How one Solution Provider is using Site Server 3.0’s powerful search capabilities to bring Web content directly and continually to employees.

Search the World Over

How one Solution Provider is using Site Server 3.0’s powerful search capabilities to bring Web content directly and continually to employees.

Maybe I should start this article with the moral, which is: “Automatically add at least one more week to your project plan the first time you try this.”

Like many consultants and trainers, I have a weakness: I love playing with new technologies—especially those put out by Microsoft. Somehow, when that happens, the MCSE lobe of my brain goes into high gear, and I start speaking in tongues. Another little problem: I love trying something no one else has done before—at least, no one in my corner of the world.

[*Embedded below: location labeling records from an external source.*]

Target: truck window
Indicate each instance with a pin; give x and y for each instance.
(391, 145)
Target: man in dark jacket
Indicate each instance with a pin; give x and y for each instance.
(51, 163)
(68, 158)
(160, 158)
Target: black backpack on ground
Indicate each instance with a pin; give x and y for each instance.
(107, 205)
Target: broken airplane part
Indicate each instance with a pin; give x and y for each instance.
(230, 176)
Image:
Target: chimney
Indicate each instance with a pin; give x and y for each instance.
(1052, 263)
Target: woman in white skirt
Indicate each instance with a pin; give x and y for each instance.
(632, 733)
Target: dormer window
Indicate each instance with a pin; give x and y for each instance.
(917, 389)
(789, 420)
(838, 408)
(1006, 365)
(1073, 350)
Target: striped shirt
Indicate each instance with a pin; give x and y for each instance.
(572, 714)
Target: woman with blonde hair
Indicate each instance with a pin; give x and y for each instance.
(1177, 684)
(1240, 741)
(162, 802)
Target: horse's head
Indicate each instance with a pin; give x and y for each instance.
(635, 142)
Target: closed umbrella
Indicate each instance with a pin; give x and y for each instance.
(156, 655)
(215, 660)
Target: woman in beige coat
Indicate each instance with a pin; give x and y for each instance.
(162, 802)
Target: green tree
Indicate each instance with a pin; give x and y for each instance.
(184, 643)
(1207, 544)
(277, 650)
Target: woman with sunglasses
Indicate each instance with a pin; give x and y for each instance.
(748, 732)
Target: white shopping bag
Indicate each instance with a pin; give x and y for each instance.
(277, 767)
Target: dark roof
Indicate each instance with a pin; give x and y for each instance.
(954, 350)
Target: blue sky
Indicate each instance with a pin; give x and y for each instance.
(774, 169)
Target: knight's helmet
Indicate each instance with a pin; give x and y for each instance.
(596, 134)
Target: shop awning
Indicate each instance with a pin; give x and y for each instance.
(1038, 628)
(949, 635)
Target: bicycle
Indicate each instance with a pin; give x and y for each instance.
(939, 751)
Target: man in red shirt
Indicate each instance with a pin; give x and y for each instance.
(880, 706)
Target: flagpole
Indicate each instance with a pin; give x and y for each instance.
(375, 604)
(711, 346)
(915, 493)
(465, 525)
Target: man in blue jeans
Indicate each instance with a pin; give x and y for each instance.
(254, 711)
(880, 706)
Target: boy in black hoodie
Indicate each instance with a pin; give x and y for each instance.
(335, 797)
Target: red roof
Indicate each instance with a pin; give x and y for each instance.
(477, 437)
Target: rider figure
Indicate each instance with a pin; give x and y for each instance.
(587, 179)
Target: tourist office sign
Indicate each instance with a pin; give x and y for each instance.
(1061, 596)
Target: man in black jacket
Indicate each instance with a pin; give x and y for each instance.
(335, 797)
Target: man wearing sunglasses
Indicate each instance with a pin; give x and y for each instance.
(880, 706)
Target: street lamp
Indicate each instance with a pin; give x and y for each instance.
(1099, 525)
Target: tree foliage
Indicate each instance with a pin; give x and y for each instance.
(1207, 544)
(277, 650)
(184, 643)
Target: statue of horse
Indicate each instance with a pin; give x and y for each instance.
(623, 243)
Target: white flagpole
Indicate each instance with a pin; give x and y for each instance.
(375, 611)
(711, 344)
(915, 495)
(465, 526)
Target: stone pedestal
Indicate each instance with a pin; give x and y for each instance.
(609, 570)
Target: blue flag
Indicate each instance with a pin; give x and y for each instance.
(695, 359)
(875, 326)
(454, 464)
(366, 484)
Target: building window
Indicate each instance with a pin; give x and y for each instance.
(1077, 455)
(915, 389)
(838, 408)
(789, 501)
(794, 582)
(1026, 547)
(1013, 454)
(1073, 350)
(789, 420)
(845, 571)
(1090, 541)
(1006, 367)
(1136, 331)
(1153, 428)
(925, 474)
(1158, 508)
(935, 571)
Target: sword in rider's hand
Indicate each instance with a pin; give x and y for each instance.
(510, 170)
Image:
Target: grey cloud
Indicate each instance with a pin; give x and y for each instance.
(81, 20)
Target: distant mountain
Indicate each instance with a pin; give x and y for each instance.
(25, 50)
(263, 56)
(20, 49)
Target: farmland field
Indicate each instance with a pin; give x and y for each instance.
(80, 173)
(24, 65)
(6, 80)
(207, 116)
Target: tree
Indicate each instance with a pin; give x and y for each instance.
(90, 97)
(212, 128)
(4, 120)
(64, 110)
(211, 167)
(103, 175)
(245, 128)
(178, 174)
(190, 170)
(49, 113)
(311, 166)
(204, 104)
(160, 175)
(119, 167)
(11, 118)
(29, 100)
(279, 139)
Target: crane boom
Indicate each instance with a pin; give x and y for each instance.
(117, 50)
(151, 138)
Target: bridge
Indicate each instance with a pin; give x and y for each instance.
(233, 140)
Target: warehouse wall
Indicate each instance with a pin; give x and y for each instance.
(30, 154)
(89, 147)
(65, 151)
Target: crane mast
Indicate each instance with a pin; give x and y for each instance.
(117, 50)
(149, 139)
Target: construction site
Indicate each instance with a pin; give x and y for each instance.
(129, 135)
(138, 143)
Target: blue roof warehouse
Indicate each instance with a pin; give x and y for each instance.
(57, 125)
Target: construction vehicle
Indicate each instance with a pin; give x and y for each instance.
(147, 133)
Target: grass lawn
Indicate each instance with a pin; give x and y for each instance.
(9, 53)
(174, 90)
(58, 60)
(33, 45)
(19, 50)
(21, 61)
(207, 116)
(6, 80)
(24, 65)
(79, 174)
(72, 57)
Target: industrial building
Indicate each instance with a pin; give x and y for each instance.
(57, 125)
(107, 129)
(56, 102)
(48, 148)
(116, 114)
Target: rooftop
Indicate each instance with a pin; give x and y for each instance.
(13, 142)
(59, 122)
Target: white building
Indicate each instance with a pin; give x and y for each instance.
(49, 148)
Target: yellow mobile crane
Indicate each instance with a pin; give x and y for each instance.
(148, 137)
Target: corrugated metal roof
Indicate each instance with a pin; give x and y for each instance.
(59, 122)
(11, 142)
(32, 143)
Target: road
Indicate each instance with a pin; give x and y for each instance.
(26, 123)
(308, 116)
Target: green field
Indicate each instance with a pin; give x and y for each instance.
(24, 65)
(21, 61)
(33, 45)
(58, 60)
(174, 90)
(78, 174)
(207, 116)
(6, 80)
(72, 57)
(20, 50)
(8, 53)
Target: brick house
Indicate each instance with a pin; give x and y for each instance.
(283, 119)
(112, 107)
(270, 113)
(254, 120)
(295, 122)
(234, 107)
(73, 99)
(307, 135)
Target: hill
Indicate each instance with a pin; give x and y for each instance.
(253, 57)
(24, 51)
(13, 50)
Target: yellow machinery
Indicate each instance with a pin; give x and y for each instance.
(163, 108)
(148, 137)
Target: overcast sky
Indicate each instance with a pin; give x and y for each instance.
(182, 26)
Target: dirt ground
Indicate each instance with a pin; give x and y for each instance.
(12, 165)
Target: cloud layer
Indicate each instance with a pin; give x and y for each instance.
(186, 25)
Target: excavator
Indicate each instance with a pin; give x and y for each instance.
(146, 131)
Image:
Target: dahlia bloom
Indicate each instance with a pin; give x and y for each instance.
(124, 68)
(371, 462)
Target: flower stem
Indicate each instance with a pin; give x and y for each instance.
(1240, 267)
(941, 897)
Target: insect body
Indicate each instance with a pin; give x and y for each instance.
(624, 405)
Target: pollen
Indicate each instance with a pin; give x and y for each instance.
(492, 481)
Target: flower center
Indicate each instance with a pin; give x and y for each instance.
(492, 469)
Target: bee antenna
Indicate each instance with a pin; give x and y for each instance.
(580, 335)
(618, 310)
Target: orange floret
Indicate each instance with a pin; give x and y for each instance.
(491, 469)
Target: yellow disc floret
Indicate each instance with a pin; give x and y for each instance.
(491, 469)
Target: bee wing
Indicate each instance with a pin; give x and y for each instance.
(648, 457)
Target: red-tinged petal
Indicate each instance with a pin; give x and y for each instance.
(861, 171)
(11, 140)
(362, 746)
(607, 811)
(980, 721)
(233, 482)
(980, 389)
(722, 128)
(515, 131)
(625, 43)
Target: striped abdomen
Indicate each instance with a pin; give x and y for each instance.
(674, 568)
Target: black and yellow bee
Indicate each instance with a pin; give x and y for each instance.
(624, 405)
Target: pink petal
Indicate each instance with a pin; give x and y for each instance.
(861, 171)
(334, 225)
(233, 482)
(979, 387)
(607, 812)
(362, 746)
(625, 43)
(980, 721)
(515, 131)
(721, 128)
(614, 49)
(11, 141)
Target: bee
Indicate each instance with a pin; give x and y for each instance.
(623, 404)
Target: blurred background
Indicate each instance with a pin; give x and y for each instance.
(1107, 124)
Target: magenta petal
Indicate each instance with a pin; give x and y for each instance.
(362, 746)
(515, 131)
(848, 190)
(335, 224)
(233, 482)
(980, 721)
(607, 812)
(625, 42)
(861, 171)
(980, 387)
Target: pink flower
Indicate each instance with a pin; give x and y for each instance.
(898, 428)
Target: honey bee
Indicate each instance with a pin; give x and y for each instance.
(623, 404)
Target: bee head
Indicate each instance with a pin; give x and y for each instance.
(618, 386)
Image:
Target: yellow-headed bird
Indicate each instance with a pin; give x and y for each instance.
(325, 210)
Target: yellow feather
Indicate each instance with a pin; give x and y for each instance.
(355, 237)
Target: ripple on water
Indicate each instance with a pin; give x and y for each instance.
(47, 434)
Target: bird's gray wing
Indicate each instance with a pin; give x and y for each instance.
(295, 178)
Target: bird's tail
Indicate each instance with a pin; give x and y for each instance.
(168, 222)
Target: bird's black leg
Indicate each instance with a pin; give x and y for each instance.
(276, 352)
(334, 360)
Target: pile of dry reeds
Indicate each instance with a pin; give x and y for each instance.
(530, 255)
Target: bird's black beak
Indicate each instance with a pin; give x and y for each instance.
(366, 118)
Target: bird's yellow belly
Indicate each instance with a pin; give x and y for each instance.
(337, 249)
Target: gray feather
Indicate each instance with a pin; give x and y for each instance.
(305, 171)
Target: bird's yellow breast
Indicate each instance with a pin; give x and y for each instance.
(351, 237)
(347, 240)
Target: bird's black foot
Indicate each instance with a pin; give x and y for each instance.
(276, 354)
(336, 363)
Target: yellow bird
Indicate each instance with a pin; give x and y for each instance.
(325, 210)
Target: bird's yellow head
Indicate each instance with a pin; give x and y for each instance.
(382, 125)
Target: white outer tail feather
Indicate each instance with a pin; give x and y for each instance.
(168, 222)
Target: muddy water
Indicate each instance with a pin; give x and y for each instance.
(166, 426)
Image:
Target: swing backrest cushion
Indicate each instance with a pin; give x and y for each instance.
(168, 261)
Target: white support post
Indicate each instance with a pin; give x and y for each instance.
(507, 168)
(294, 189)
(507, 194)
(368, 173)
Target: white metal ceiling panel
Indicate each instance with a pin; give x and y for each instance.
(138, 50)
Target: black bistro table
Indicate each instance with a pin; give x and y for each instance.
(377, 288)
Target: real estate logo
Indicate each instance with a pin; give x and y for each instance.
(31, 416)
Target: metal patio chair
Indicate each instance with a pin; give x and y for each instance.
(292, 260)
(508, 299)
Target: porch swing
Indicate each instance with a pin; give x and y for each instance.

Enter: Microsoft Site Server 3.0. Exit: Most of my time in the month of July.

The idea was simple: Deploy a platform to allow my company, QuickStart Technologies, to move our “knowledge management” plans forward. As a service company, we’re constantly looking for ways to capture our shared experiences and best practices and to share that knowledge with our entire staff. Also, management of knowledge at QuickStart was made more difficult by our inability to search all relevant sources of information in our enterprise from a single point. As with most networks, we’d have to look in various file shares, search Exchange public folders separately, and search each Web site (internal and external) separately. In light of those challenges, Site Server 3.0 seemed the platform to help us meet our business needs.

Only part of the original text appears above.